Diabetic retinopathy

Statins

Diabetes


J A M A

Observational

January 2019

Importance

Diabetic retinopathy is the leading cause of blindness in working-age adults. Studies have suggested that statins may reduce the risk of developing diabetic retinopathy.

Objective  

To investigate the association between statin therapy and the development of diabetic retinopathy in patients with diabetes and dyslipidemia.

Design

This population-based cohort study, conducted among 37,894 Taiwanese patients between January 1, 1998, and December 31, 2013, used the National Health Insurance Research Database to identify patients with type 2 diabetes and dyslipidemia.

Outcomes were compared between those taking statins and those not taking statins.

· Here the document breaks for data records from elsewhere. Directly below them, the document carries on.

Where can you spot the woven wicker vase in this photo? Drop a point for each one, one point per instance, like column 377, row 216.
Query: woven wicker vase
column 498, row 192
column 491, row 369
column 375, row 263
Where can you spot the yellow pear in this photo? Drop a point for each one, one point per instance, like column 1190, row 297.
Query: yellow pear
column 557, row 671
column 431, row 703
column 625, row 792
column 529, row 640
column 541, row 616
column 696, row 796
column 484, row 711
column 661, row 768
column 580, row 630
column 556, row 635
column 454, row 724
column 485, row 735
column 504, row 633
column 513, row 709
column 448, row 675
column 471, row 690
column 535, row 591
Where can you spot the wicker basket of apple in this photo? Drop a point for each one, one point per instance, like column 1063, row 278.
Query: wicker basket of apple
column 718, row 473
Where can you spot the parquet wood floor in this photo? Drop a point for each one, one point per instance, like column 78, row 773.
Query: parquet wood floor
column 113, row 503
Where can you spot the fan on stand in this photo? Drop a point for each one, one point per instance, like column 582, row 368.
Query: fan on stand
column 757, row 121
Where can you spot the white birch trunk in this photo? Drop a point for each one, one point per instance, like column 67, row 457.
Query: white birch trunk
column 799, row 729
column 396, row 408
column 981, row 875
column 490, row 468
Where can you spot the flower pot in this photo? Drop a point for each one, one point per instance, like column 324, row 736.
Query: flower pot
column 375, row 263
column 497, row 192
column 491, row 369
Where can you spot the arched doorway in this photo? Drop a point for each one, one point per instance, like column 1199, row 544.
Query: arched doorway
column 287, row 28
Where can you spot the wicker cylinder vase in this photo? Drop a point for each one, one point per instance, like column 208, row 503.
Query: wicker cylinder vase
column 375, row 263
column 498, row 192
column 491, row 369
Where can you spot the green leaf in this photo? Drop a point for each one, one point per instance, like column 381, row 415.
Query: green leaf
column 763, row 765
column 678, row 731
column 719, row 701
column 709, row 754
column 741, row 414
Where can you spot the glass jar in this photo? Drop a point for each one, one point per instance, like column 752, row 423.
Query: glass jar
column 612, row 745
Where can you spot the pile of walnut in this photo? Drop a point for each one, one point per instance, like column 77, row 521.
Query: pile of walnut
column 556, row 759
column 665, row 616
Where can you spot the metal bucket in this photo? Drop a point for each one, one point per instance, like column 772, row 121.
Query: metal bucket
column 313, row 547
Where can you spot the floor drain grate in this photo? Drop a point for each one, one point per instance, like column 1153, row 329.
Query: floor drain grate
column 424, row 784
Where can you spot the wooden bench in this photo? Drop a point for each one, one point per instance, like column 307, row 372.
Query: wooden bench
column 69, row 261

Statistical analysis was performed from May 1 to 31, 2018.

Exposure  

Statin therapy with a statin possession rate of 80% or more with no other lipid-lowering medications.

Outcomes

Any stage of diabetic retinopathy and treatments for vision-threatening diabetic retinopathy.

Results  

Of 1,648,305 patients with type 2 diabetes, 219,359 were eligible for analysis over the study period, including 199,760 patients taking statins and 19,599 patients not taking statins.

After propensity score matching, there were 18,947 patients in the statin group (10 436 women and 8511 men; mean age, 61.5 years) and 18,947 patients in the nonstatin group (10,430 women and 8,517 men; mean age, 61.0 years), with a mean follow-up of 7.6 years for the statin group and 7.3 years for the non-statin group.

During the study period, 2004 patients in the statin group (10.6%) and 2269 patients in the nonstatin group (12.0%) developed diabetic retinopathy.

Compared to non-statin users, patients in the statin group had a significantly lower rates of (p<0.05):

  1. Diabetic retinopathy (HR 0.86)

  2. Nonproliferative diabetic retinopathy (HR 0.92)

  3. Proliferative diabetic retinopathy (HR 0.64)

  4. Vitreous hemorrhage (HR 0.62)

  5. Tractional retinal detachment (HR 0.61)

  6. Macular edema (HR 0.60)

  7. Retinal laser treatment (HR 0.71)

  8. Intravitreal injection (HR 0.74)

  9. Vitrectomy (HR 0.86)

  10. Retinal lasers (RR 0.61)

  11. Intravitreal injections (RR 0.68)

  12. Vitrectomies (RR 0.54)

  13. Major adverse cardiovascular events (HR, 0.81)

  14. New-onset diabetic neuropathy (HR, 0.85)

  15. New-onset diabetic foot ulcers (HR, 0.73)

Conclusions

Statin therapy was associated with a decreased risk of diabetic retinopathy and need for treatments for vision-threatening diabetic retinopathy in Taiwanese patients with type 2 diabetes and dyslipidemia.